Even with the attraction, Josh is angry because Emily fooled him. And no matter what she says, he doesn’t believe that she is innocent of stealing money from her father. She knows that she has to escape from him and not return to her father. She cleverly does escape from Josh several times and puts both of them in a few difficult situations. He is able to save them each time.
Both Emily and Josh are good characters. She is not spoiled and loves the hard work as a Harvey girl. Emily is intelligent and shows it except for one too-stupid-for-words move she makes that seriously endangers both of them. Josh’s strong points are his honesty, loyalty, and love of family. Even though he had the bad experience of being dumped by a rich girl and initially compares Emily to her, he doesn’t hold on to the comparison as he sees Emily’s real character. Despite difficult situations, the two of them have fun together.
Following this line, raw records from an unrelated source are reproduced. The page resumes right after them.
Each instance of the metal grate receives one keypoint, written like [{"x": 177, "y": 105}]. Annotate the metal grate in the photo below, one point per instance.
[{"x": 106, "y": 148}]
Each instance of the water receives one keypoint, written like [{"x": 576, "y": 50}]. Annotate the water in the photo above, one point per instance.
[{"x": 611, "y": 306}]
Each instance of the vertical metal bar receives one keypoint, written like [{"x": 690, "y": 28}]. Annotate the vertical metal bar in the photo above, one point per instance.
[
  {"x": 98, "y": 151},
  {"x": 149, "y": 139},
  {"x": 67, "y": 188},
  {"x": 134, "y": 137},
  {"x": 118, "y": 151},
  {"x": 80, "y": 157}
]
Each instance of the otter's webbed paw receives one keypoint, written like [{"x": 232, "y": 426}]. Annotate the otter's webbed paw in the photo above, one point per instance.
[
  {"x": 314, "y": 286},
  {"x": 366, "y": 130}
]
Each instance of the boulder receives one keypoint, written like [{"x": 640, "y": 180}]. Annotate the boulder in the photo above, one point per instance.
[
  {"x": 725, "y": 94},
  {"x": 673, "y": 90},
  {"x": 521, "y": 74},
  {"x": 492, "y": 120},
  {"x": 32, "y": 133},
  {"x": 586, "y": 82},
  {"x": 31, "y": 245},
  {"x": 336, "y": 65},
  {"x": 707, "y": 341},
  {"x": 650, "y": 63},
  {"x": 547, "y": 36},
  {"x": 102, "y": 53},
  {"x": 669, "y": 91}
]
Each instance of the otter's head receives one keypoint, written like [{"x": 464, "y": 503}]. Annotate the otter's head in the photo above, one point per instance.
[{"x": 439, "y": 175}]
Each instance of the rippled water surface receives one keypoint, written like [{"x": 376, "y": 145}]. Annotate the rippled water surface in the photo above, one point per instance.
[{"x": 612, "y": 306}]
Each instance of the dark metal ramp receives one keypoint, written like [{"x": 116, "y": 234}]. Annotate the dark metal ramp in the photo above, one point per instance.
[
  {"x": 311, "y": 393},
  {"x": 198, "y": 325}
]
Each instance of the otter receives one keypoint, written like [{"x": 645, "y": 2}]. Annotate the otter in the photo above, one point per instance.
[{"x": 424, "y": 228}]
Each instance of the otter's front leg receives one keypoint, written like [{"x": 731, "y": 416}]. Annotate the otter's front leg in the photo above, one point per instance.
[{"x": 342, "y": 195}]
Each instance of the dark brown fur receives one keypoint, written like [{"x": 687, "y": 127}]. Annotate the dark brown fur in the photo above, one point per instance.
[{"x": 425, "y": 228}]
The flow of the story does suffer from a number of dream sequences. Since they are not differentiated by the type font, it is sometime difficult to know if the events are real or a dream. There is a pattern in most of them that begins to identify the text as a dream sequence, but a couple of times, I missed real action when it seemed as if a dream was beginning. I had to go back and read the passage again to give it the proper attention so that the story made sense.
Overall, Josh is an enjoyable story. There are many references to other Mackenzie family members and hints to their stories, but they were not too intrusive and the story does not suffer from them. Anyone who has been following the series will appreciate the glimpses of people from the earlier books. Two of Josh’s cousins are mentioned enough that I suspect each of them will have books of their own. The Mackenzies Josh is a nice addition to the series.